Compare two models tested on the same dataset using McNemar's test. This is more powerful than simply comparing accuracies because it accounts for the paired nature of predictions.

```python
# Two models tested on the same data
model_a = DConfusion(true_positive=85, false_negative=15,
                     false_positive=10, true_negative=90)

model_b = DConfusion(true_positive=80, false_negative=20,
                     false_positive=8, true_negative=92)

# Run McNemar's test
result = model_a.mcnemar_test(model_b, alpha=0.05)

print(f"Test Statistic: {result['statistic']:.4f}")
print(f"P-value: {result['p_value']:.4f}")
print(f"Significant: {result['significant']}")
print(f"Interpretation: {result['interpretation']}")
```

**Output:**
```
Test Statistic: 1.3333
P-value: 0.2482
Significant: False
Interpretation: No significant difference between models (p=0.2482)
```

**Key advantages:**
- Specifically designed for paired classifier comparison
- More powerful than unpaired tests
- Accounts for cases where both models agree
- Provides effect size (odds ratio)

### Metric Consistency Check

Verify that reported metrics match what would be computed from a confusion matrix.
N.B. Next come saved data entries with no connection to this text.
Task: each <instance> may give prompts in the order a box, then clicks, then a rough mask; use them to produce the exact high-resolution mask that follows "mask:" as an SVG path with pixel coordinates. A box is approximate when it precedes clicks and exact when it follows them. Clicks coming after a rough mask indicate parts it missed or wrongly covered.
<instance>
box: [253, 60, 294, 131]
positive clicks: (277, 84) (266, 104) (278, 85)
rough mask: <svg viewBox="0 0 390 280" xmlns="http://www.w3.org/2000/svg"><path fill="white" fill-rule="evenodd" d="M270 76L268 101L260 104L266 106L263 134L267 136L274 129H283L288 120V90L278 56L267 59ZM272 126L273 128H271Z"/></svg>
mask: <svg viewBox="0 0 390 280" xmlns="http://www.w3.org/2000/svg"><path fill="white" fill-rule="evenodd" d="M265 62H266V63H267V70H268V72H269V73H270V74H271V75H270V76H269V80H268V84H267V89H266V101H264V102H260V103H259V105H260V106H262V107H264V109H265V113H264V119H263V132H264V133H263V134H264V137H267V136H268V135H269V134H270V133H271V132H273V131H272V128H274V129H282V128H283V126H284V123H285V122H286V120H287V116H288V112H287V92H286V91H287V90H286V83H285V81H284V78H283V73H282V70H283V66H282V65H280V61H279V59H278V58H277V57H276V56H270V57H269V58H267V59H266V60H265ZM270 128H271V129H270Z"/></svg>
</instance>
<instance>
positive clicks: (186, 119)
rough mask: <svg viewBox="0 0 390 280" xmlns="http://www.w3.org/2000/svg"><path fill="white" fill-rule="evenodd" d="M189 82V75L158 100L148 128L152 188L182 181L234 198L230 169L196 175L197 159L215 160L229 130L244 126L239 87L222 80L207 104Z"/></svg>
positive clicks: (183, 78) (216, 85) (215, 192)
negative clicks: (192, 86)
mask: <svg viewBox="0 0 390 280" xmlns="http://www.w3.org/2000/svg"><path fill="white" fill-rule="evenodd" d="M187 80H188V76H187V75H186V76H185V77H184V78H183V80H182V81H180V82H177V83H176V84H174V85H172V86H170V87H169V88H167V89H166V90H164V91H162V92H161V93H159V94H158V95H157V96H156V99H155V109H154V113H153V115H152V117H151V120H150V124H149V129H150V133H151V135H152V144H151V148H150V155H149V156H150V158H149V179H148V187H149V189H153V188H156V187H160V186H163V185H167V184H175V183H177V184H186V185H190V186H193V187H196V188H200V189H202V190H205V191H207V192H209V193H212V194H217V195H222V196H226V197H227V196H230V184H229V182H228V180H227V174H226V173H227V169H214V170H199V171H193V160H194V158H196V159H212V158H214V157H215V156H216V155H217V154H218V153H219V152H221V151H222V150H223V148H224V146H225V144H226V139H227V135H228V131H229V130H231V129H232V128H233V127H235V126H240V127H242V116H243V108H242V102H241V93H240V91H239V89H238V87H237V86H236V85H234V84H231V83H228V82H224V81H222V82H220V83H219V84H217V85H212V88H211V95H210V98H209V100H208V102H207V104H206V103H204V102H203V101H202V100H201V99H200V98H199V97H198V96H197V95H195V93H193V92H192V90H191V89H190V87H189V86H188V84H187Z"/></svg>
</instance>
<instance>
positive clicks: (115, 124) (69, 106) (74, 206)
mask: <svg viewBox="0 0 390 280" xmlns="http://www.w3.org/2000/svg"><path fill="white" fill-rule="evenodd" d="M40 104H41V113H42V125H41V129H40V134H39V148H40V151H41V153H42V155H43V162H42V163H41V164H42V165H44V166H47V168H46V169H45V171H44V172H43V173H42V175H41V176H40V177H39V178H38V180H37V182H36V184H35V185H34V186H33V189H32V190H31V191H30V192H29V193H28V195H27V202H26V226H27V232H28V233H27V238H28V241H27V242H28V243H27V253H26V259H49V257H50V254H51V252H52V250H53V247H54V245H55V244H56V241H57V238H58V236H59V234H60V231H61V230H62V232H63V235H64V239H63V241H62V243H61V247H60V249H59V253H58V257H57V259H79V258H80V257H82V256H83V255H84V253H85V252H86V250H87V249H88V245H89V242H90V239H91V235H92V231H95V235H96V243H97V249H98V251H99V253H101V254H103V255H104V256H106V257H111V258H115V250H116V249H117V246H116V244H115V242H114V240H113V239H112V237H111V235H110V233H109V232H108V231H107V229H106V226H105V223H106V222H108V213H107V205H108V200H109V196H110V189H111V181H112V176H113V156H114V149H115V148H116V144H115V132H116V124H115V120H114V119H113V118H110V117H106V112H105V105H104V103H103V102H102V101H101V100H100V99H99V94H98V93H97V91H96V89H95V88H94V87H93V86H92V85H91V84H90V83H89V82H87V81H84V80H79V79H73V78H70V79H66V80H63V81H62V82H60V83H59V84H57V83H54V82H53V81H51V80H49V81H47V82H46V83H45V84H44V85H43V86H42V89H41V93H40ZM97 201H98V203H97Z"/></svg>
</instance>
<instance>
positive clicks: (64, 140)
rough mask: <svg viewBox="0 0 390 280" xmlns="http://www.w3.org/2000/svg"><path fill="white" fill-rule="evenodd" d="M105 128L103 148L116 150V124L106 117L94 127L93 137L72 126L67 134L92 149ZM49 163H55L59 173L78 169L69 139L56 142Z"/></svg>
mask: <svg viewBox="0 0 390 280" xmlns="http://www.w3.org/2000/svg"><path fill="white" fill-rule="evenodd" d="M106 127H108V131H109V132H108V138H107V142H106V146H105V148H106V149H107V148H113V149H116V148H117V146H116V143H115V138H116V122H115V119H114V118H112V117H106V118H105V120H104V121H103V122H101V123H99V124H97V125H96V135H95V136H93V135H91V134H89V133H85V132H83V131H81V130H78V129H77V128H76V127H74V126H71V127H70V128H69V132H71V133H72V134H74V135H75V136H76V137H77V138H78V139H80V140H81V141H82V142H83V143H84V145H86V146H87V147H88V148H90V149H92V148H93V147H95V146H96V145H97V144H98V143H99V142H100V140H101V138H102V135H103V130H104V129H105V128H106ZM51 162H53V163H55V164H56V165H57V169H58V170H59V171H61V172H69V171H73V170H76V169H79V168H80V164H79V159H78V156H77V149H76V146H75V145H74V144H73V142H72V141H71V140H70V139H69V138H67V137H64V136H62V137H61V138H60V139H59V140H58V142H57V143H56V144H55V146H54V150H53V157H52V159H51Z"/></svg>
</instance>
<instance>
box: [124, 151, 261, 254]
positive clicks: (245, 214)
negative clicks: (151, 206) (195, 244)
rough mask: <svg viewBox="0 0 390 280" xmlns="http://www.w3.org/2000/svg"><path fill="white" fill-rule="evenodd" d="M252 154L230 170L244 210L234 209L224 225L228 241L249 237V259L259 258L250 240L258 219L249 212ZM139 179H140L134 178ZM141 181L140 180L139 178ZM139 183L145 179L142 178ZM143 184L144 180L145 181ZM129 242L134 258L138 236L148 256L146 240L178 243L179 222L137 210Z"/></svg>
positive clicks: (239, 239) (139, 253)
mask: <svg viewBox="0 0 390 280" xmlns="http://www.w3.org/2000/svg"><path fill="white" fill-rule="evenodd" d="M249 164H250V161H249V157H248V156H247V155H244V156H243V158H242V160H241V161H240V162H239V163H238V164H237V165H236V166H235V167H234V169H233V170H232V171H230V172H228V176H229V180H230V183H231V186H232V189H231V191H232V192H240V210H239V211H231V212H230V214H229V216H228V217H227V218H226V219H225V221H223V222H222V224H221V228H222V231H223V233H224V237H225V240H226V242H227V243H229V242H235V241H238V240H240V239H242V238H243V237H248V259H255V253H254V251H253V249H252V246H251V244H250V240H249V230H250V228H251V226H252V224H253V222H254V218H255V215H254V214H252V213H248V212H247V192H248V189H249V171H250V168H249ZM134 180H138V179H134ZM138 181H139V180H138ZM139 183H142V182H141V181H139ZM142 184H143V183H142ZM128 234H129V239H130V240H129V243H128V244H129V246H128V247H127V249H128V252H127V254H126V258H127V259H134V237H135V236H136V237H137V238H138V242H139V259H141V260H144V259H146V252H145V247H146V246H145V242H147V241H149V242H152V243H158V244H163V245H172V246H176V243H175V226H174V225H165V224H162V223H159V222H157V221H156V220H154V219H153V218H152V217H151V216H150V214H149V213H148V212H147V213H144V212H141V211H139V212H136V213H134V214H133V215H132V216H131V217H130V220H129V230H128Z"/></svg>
Useful for validating results from papers or detecting reporting errors.

```python
cm = DConfusion(true_positive=85, false_negative=15,
                false_positive=10, true_negative=90)

# Check if metrics are consistent
result = cm.check_metric_consistency({
    'accuracy': 0.875,
    'precision': 0.8947,
    'recall': 0.85,
    'f1_score': 0.8718
})

print(f"All metrics consistent: {result['consistent']}")
if not result['consistent']:
    print(f"Mismatches: {result['mismatches']}")
    for metric, details in result['details'].items():
        if details['status'] == 'mismatch':
            print(f"  {metric}: Expected {details['expected']:.4f}, "
                  f"Got {details['actual']:.4f}")
```

### Statistical Testing in Web UI

The Streamlit app includes an interactive **Statistical Testing** tab where you can:
- Calculate bootstrap confidence intervals for any model and metric
- Run McNemar's test to compare two models
- Visualize results with clear interpretations
- Adjust parameters (confidence level, bootstrap samples, significance level)

```bash
streamlit run app/streamlit_app.py
```

### Research Foundation

The statistical methods are based on established research:
- **Efron & Tibshirani (1993)** - Bootstrap methods for standard errors and confidence intervals
- **McNemar (1947)** - Note on the sampling error of the difference between correlated proportions
- **Dietterich (1998)** - Approximate statistical tests for comparing supervised classification learning algorithms

# Roadmap
This is the initial release (v0.2.1) of dconfusion, and we plan to add more features in future releases. Some potential features include:
- Backtracing statistical metrics based on partial data
- Integration with popular machine learning libraries

# Contributing
We welcome contributions to dconfusion! If you'd like to contribute, please fork the repository and submit a pull request.

# License
dconfusion is released under the MIT License. See LICENSE for details.

# Changelog
- v0.1: Initial release with basic confusion matrix representation and frequency calculation
- v0.2: Added support for multi-class confusion matrices
- v0.2.1: Added support for plotting confusion matrices
- v0.2.2: Added more metrics and CSV functionality. QOL improvements. Began adding validation functionality.
- v1.0.0: Broke the file into multiple modules for better modularity. Added support for warnings.
- v1.0.1: Updated documentation. Added new statistical tests.